20/03/07

O meu Disco Sound, por Travolta do Tovim


Eu sempre gostei do disco sound. Daqueles pianos transformados em sintetizadores, das guitarradas sacudidas à Shaft, dos ritmos wah-wah, das percussões tribalistas-electrónicas a marcar o ritmo numa caixa de sons. Naquele tempo e tardiamente, chegava cá um programa à televisão uma vez por semana com as novidades vindas directamente dos States – começava com a voz de feirante do DJ: “…from Miami, Florida, the capital of disco-sound…. DISCOOOOO SEVENTY SEVEN!”. Depois era um desfile de meia hora numa pista acetinada com loiras boas e sorridentes acabadas de sair de um anúncio da Pepsi, e negras amulatadas com cabeleiras Hair e lábios de broche-batôn-brilhante, calças de ganga apertadinhas no cu e bainhas à boca de sino, a dançar sob as luzes de bolas de espelho e a bombar ancas em close-up volumétrico ao som dos lendários Rasputine e Daddy Cool dos Boney M, do frenético Le Freak dos Chic, e por aí fora, de Love to Love You, Baby, da Donna Summer a Staying Alive dos Bee Gees, sempre a dar-lhe!

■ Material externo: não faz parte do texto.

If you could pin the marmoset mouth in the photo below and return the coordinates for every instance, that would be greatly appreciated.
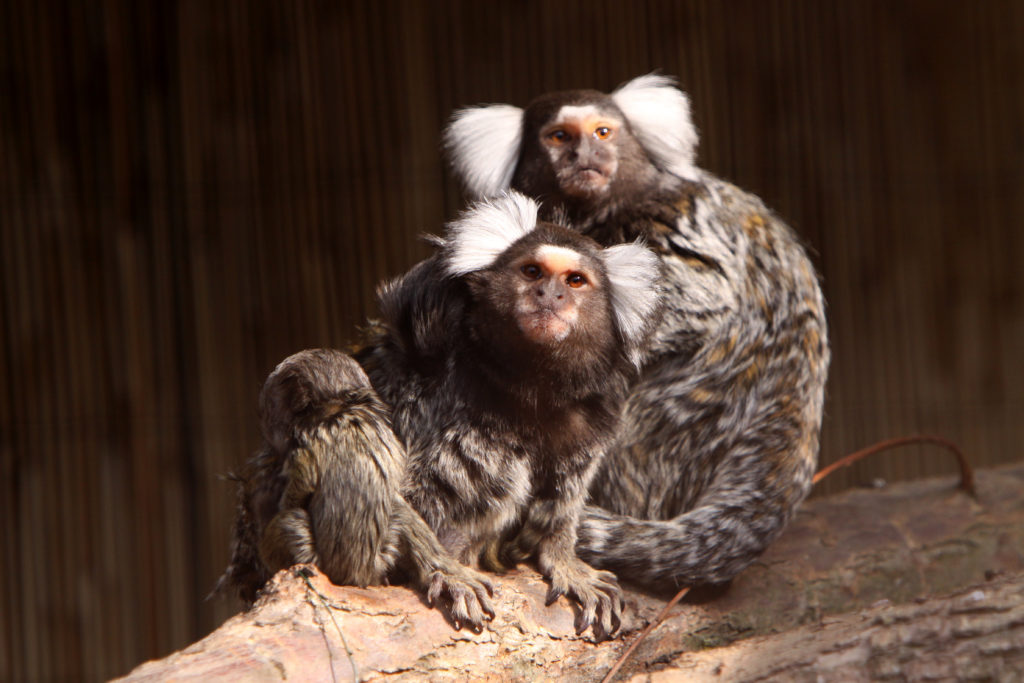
(544, 326)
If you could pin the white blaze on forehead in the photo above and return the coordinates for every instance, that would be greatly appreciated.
(557, 259)
(584, 114)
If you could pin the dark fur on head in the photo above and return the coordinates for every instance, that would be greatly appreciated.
(719, 437)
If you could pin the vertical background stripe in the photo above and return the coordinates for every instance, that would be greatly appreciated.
(192, 190)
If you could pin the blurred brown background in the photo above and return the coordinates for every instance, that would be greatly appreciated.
(189, 191)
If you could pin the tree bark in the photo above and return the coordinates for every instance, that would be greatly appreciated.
(793, 614)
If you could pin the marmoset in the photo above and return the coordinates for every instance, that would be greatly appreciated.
(503, 361)
(719, 438)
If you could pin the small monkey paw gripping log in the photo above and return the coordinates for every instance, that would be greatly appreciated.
(719, 437)
(475, 417)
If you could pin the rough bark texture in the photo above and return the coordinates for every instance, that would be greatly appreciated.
(902, 545)
(975, 635)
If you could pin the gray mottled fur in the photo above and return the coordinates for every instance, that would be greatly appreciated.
(463, 434)
(719, 439)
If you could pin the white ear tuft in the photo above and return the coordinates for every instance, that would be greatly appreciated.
(633, 273)
(659, 116)
(486, 229)
(483, 145)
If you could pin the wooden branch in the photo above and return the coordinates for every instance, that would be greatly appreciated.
(840, 555)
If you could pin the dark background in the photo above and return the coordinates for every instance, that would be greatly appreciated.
(189, 191)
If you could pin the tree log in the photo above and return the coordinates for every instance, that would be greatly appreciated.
(793, 613)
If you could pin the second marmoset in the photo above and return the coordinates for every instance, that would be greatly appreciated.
(505, 361)
(492, 390)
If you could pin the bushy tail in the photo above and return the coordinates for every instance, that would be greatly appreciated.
(708, 545)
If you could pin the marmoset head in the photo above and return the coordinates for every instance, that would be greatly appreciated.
(578, 146)
(544, 287)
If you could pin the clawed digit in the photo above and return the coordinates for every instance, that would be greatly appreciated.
(598, 594)
(467, 595)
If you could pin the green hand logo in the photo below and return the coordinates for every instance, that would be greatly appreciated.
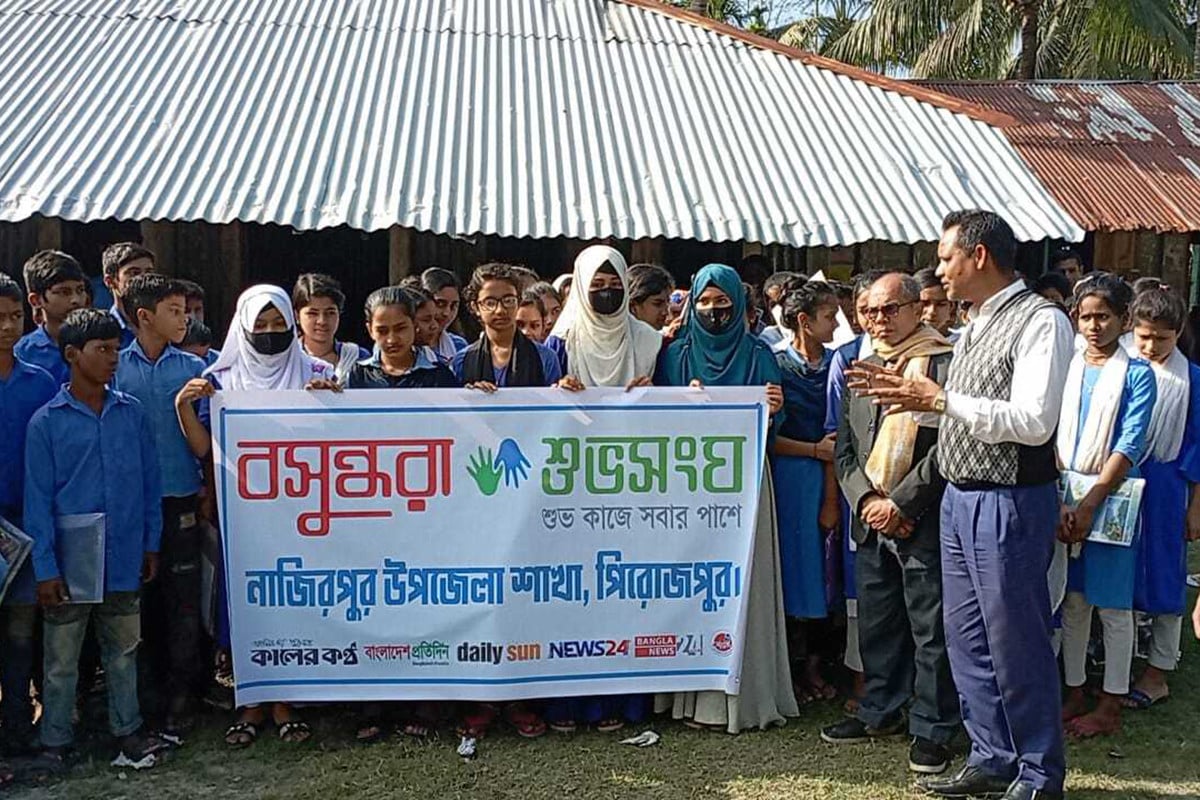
(485, 473)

E depois, havia toda aquele armário de adereços que fizeram moda, hoje absolutamente caricatos e de gosto duvidoso, kitsch, démodé, obsoletos, ou o que lhes quiserem chamar, mas que atire a primeira pedra quem nunca, uma vez pelo menos, calçou um sapatão de tacão arranha-céus, ou nunca vestiu uma daquelas camisas com colarinho asa delta, os três botões de cima desapertados a mostrar a pelugem na peitaça Macho Man!

Sim, bem sei, ouvia-se o Live in Tokyo dos Deep Purple em cassetes piratas e aquilo era do outro mundo, o Sammy Hagar rasgava a guitarra como só o Jimmy Hendrix o tinha feito até então, os AC/DC regressavam melhores do que nunca no Back in Black, já com o Brian Johnson aos berros como se tivesse um ataque de apendicite, depois da overdose do Bon Scott, e os Led Zeppelin eram a melhor banda de sempre…! Mas, num sábado à noite, quando a febre dos bailes de garagem enroscava uns slows à socapa e uns copos de Macieira à descarada, o que é que se dançava no entremeio? Pois.

Para mim, foi de transição breve, contudo, o disco sound. Os oitenta rebentaram em cena com o rock futurista dos Duran Duran e dos Classic Noveaux, evoluções electrizadas que beberam na caixa de ritmos do disco-sound – subtraíram-lhe os coros, esticaram as batidas, centraram o efeito dramático na voz do vocalista. E resultou muito bem. Foi a morte anunciada do disco-sound e o prenúncio de uma safra de enorme riqueza no advento de estilos desde o Punk ou a New Wave - com a exuberante Lena Lovich à cabeça-, até à evolução disco-pop dos Pet Shop Boys, passando pelos ABC, Tears for Fears, Blondie, Ultravox, Bronski Beat, Soft Cell ou Frankie Goes to Hollywood, para citar apenas uns poucos quantos.

Mas foi no disco sound que tudo começou. Na dance-music de refrão fácil e fatos de lantejoulas, piruetas em palco e berimbaus com efeitos espaciais. Nas vozes apaneleiradas dos Village People e na dor de corno da Gloria Gaynor quando abria I Will Survive: “first I was afraid, I was petrified…” Desde o Tony Manero que engolia o spaghetti católico em casa de segunda a sexta, e depois arrasava a pista na noite de todos os sábados ao som dos Bee Gees, para se manter vivo. Passando pela catedral Studio 54 em N.Y. onde eu nunca fui, até à garagem do Esgalhão, cujo pai era peixeiro e, com a venda do peixe no Tovim do Meio, deu para comprar uma aparelhagem Sharp com colunas, subwoofer e leitor de cassetes. Aí é que eu fui sempre. E aquilo é que era curtir, Meu Deus!